Movie Review: Into The Wild

Based on Jon Krakauer’s biography of Christopher McCandless, a rich white Atlanta college grad who eschewed all comforts in favor of flinging himself into a great roadtrip adventure, Sean Penn directs this tale of what happens to idealism when reality comes crashing in.

 

Filmed with a speedy sun-drenched dreaminess and a collection of cameos, Into The Wild provokes thought but ultimately leaves the viewer empty. The film never sold me on why I should care about this spoiled brat so arrogant that he enters the Alaskan wilderness totally unprepared, without so much as a proper pair of boots. And he is inexplicably treated as a prophet everywhere he goes, whether sanctimoniously helping two haggard hippies heal their broken relationship, opportunistically inserting himself into the life of an elderly widower, or hopping on his high moral horse and patronizingly refusing the advances of a trailer-park Lolita.
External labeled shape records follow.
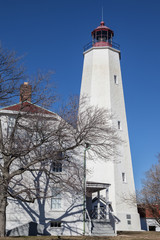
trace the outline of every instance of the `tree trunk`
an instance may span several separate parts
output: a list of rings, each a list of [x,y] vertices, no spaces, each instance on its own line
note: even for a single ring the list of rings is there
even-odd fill
[[[7,207],[7,192],[6,188],[0,186],[0,237],[6,235],[6,207]]]

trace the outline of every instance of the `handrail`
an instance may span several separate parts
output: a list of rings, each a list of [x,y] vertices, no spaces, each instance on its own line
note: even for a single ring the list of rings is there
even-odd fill
[[[83,47],[83,51],[85,52],[85,51],[87,51],[88,49],[90,49],[91,47],[93,47],[94,46],[94,44],[95,43],[97,43],[97,42],[99,42],[99,41],[91,41],[91,42],[89,42],[89,43],[87,43],[84,47]],[[118,44],[118,43],[115,43],[115,42],[111,42],[111,41],[107,41],[106,43],[108,43],[109,45],[110,45],[110,47],[113,47],[113,48],[115,48],[115,49],[117,49],[117,50],[120,50],[120,45]]]
[[[87,215],[87,218],[88,218],[88,229],[89,229],[89,235],[91,235],[91,228],[92,228],[92,221],[91,221],[91,218],[89,216],[89,213],[88,213],[88,210],[86,209],[86,215]]]

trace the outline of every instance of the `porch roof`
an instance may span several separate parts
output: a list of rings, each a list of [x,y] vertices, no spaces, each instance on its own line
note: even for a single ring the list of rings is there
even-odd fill
[[[110,186],[109,183],[86,182],[86,190],[89,193],[94,193],[106,189]]]

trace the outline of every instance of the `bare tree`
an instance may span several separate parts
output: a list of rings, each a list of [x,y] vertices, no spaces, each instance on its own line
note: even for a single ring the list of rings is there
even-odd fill
[[[160,226],[160,155],[158,163],[152,165],[145,173],[143,187],[137,199],[141,211],[148,211]]]
[[[11,67],[8,81],[11,79],[12,82],[12,74]],[[18,70],[15,81],[19,79]],[[77,99],[70,99],[60,111],[61,116],[37,107],[35,103],[50,104],[47,86],[45,93],[40,89],[43,79],[40,74],[34,81],[33,103],[30,102],[31,94],[25,96],[26,90],[22,89],[21,102],[16,110],[9,114],[4,111],[8,108],[0,111],[0,236],[5,236],[8,198],[24,203],[48,198],[52,195],[50,184],[53,183],[61,184],[61,189],[79,191],[83,167],[74,156],[84,144],[90,143],[92,152],[104,160],[115,154],[119,144],[111,116],[105,109],[86,106],[85,101],[79,106]],[[5,89],[5,81],[1,85]],[[11,96],[16,96],[16,91],[17,87],[12,86]],[[6,103],[9,97],[10,92],[4,97],[5,101],[1,98],[2,103]],[[54,100],[55,95],[52,95]],[[82,110],[78,113],[79,107]],[[68,169],[67,177],[52,171],[54,164],[62,161]],[[44,187],[46,179],[47,189]]]

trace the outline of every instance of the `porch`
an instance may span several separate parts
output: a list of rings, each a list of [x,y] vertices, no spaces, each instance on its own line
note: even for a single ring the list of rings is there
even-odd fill
[[[107,183],[86,182],[86,227],[90,235],[115,235],[109,187]]]

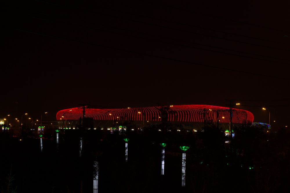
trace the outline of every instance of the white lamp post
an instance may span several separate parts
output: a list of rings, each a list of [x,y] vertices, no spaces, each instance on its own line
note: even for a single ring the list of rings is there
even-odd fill
[[[182,154],[181,186],[184,187],[185,186],[185,160],[186,158],[185,151],[189,149],[189,147],[188,146],[180,146],[179,148],[183,151]]]

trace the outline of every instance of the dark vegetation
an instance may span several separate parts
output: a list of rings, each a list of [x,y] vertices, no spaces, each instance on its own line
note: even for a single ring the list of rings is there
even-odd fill
[[[229,144],[224,131],[213,125],[193,132],[166,123],[142,130],[132,130],[133,126],[126,124],[126,135],[106,129],[85,130],[81,157],[79,130],[61,130],[58,150],[55,132],[45,131],[42,152],[35,134],[1,133],[1,192],[92,192],[96,159],[100,193],[289,192],[290,133],[286,129],[271,133],[269,143],[260,129],[235,128]],[[130,139],[127,162],[124,138]],[[163,176],[162,143],[167,144]],[[184,145],[190,148],[182,188],[179,147]]]

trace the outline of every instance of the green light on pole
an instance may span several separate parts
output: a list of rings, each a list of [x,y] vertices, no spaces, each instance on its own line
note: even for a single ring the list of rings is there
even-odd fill
[[[165,147],[165,146],[166,146],[166,144],[160,144],[160,145],[162,147]]]
[[[180,146],[179,148],[181,150],[185,152],[189,148],[189,147],[188,146],[182,146],[182,147]]]

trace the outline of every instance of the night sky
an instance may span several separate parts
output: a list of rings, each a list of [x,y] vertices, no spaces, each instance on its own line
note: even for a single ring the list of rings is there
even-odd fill
[[[0,118],[233,99],[290,127],[289,1],[7,1]]]

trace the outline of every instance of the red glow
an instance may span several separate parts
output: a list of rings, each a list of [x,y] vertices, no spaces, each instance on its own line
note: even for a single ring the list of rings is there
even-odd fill
[[[86,117],[97,120],[143,120],[160,121],[164,106],[151,106],[124,109],[86,110]],[[167,120],[170,122],[203,122],[207,121],[220,123],[229,122],[229,108],[203,105],[174,105],[166,109]],[[211,109],[211,110],[210,110]],[[141,113],[138,113],[138,112]],[[253,122],[254,116],[250,112],[241,109],[232,109],[233,123]],[[111,115],[110,115],[110,114]],[[62,117],[62,116],[64,117]],[[224,118],[222,118],[223,117]],[[77,107],[62,110],[57,113],[57,120],[78,120],[82,117],[82,110]],[[117,117],[119,117],[117,118]]]

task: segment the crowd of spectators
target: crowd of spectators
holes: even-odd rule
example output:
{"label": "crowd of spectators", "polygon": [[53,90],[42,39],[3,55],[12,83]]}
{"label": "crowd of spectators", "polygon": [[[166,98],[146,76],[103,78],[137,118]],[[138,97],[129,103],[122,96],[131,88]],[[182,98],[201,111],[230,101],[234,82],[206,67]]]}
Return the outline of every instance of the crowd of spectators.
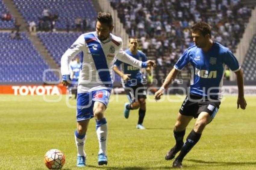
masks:
{"label": "crowd of spectators", "polygon": [[[142,50],[153,57],[162,72],[193,45],[190,27],[204,21],[212,38],[233,52],[251,15],[240,0],[111,0],[127,33],[141,40]],[[158,70],[156,70],[157,74]]]}

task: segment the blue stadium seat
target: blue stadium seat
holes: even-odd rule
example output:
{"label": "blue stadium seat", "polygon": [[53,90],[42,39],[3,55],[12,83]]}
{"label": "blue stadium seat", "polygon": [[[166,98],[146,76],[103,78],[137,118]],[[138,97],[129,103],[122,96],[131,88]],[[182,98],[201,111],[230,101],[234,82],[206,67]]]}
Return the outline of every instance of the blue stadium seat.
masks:
{"label": "blue stadium seat", "polygon": [[[42,82],[44,71],[49,67],[26,34],[20,34],[22,39],[18,40],[10,33],[0,32],[0,81]],[[58,80],[54,73],[48,74],[47,80]]]}

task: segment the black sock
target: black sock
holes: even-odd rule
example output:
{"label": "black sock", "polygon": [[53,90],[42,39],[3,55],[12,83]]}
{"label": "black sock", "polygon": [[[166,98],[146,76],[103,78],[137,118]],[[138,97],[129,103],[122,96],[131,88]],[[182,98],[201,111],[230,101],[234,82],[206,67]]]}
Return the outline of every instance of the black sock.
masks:
{"label": "black sock", "polygon": [[175,150],[174,150],[174,153],[176,154],[176,153],[179,151],[181,148],[182,147],[182,146],[184,144],[184,143],[183,142],[183,138],[185,135],[186,131],[186,129],[183,131],[179,132],[176,131],[175,130],[173,130],[174,137],[175,138],[175,140],[176,140],[176,145],[174,146],[174,149]]}
{"label": "black sock", "polygon": [[140,108],[139,108],[139,121],[138,122],[138,124],[142,124],[143,123],[143,120],[144,120],[144,117],[145,117],[145,110],[142,110]]}
{"label": "black sock", "polygon": [[181,162],[186,155],[197,143],[201,137],[201,133],[198,133],[192,130],[186,140],[186,142],[181,149],[180,154],[176,159]]}

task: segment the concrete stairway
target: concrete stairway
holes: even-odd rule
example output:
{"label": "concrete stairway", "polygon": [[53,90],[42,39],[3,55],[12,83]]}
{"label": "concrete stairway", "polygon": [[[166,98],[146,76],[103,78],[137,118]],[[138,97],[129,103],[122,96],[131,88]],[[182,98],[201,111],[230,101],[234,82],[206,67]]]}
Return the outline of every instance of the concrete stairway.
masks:
{"label": "concrete stairway", "polygon": [[[28,26],[21,14],[16,8],[13,0],[3,0],[11,14],[12,17],[17,20],[21,25],[20,30],[26,32],[30,39],[32,41],[36,50],[39,52],[44,59],[45,61],[50,68],[52,69],[59,70],[59,68],[53,59],[53,58],[45,48],[40,39],[35,33],[30,33],[28,31]],[[55,72],[57,76],[59,76],[58,73]]]}

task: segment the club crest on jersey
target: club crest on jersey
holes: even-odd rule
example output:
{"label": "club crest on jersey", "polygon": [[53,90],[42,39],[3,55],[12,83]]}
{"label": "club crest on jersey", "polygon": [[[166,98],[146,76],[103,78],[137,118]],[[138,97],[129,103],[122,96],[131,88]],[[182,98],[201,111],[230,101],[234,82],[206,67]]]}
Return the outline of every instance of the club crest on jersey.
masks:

All the while, McCandless wags his finger at his monstrous parents for wrecking him for life…and yet he selfishly leaves his little sister in their evil clutches.

 

The protagonist is so painfully self-obsessed that, in a particularly frightening scene, he taunts the brilliant Hal Holbrook into greatly endangering his hips as well as his life by climbing a precarious rockface. In another scene which got me yelling at the screen, he shoots a moose with lunatic faith that not only does he have the skills and facilities to preserve it, but that he as one man could possibly transport and consume such an enormous beast.

 

It comes as no surprise when McCandless’ arrogance brings about his ugly demise, presented with obligatory weight loss by Emile Hirsch (the real McCandless’ corpse supposed weighed less than 70 pounds). But Penn seems enamored with painting his hero as a natural, a visionary, an example of the triumph of curiosity and freedom. It’s not a bad film per se, it’s just a lousy protagonist.

 

Krakauer’s original title, Death Of An Innocent, begs the question, was McCandless truly innocent? Or was he naïve? Or was he, as I believe, a callous, wasteful, bourgeois egomaniac? There’s an undue mythology that people like McCandless have applied to personalities such as Henry David Thoreau as pillars of self-reliance and autonomy within nature: they fail to realize that Thoreau went home every day and had his mother make him lunch. Self-reliance, indeed.